D'ailleurs, Thierry Wolton récusait l'idée même de la Révolution d'octobre : « En vérité, le fameux palais d’Hiver de Petrograd était défendu par un bataillon de jeunes femmes et d’hommes apeurés. Il n’a donc pas fallu plusieurs milliers de personnes pour prendre le bâtiment, mais une simple escouade de gardes rouges et quelques coups de feu. On est loin de l’image véhiculée par le film "Octobre" de Sergueï Eisenstein diffusé à partir de 1927, dans lequel une foule de révolutionnaires prend d’assaut le palais d’Hiver. Tout cela est mensonger. (…) La notion même de coup d’État l’a emporté aujourd’hui. Très peu d’historiens sérieux et honnêtes oseraient encore dire que Lénine a pris le pouvoir grâce à une révolution populaire. Son parti s’est contenté de s’’emparer des communications et de quelques lieux de pouvoir… Lénine le dit lui-même lorsqu’il confie à Trotski, le jour-même du coup d’État, que cela a été plus facile que de "soulever une plume". Un an après, en octobre 1918, lorsque la "Pravda", journal des bolcheviks, fête l’événement, il parle lui aussi de "coup d’État" et non de révolution. ».



Le sentiment de Vladimir Poutine sur cette révolution donne plutôt le beau rôle à Staline : « La Russie de Vladimir Poutine n’a pas le quart de l’aura que pouvait avoir l’Union soviétique, même si le président russe fait en sorte que son pays revienne sur la scène internationale. (…) Le régime poutinien a une approche assez ambiguë sur le sujet. Vladimir Poutine n’aime pas Lénine et lui préfère Staline. Il estime que Lénine pensait plus à la révolution mondiale qu’à la Russie elle-même. Staline est mis en avant dans les livres d’Histoire, instrumentalisé par le pouvoir actuel, en tant que communiste nationaliste. À l’inverse, Lénine est minoré par l’historiographie officielle. Dans la Russie poutinienne, on pourrait parler d’une résurgence du stalinisme mais certainement pas du léninisme. » (Thierry Wolton).
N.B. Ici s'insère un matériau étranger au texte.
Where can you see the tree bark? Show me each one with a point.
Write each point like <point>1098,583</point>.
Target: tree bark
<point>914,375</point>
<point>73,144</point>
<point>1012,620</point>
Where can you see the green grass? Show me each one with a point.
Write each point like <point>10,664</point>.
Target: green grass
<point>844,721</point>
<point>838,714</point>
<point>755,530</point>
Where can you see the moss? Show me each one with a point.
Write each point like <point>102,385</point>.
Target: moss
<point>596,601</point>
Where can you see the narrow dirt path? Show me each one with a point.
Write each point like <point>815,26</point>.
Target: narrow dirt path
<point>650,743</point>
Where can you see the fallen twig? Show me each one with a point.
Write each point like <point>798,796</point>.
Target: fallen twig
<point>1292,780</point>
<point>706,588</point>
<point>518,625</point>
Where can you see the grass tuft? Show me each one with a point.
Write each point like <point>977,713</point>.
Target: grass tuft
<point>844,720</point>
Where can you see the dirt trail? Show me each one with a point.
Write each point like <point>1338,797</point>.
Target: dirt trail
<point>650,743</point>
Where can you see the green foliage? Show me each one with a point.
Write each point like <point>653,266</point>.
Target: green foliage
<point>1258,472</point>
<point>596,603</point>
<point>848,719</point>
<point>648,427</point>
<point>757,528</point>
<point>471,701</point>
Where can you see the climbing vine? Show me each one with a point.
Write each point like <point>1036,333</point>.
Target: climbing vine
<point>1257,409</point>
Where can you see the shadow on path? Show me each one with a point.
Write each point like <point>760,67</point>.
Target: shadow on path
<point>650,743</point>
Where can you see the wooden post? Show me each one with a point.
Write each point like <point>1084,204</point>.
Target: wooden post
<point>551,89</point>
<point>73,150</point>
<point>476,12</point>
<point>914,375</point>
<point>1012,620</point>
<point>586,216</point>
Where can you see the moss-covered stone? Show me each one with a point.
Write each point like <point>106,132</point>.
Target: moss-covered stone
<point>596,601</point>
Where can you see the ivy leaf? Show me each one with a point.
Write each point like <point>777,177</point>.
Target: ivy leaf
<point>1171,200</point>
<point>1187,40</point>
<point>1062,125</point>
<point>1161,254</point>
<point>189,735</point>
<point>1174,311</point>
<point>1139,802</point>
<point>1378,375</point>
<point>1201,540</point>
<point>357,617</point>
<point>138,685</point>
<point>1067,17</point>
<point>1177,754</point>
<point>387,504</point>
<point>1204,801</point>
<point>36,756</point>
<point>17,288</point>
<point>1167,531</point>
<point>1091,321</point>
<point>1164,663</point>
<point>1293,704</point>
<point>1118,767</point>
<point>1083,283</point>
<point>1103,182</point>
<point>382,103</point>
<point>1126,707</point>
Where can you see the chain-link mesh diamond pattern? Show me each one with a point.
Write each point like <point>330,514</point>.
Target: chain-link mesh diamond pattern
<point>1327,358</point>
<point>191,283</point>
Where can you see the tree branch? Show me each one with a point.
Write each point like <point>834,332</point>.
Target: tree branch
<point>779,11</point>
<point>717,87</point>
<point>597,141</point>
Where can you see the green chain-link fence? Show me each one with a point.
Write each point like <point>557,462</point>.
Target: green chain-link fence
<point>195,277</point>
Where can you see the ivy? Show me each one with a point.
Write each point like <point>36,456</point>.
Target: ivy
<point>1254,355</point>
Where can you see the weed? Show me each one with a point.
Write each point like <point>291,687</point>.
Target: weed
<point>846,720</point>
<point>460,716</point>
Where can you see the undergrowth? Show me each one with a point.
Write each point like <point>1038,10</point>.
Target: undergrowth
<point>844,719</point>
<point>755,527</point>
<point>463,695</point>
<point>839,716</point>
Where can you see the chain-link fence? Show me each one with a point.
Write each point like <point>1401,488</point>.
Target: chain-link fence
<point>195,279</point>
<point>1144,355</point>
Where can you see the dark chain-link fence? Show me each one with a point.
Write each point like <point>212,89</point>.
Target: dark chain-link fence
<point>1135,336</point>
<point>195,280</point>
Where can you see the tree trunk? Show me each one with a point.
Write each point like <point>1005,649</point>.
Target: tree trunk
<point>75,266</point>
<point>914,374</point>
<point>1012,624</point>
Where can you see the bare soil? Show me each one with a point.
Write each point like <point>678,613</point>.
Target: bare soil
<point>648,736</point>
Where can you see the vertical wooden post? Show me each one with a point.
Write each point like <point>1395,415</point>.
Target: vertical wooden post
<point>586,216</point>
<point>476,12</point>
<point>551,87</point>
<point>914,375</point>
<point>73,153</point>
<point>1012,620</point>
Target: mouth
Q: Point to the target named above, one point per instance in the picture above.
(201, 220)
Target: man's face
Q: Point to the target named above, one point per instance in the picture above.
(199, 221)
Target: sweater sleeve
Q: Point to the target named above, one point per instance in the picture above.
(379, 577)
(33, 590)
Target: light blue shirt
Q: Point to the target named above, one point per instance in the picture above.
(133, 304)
L'historien britannique Anthony Read évoquait en 2008 un Lénine minoritaire en 1903, au congrès du parti, et qu'il a fait appeler son groupe "bolchevik" (qui veut dire "majorité") pour faire illusion : « Lénine ne manquait jamais une occasion de favoriser l’illusion du pouvoir. Par conséquent, dès ses tout débuts, le bolchevisme fut fondé sur un mensonge, créant un précédent qui allait être suivi pour les quatre-vingt-dix années à venir. (…) Lénine n’avait pas le temps pour la démocratie, n’avait aucune confiance dans les masses et aucun scrupule dans l’usage de la violence. ».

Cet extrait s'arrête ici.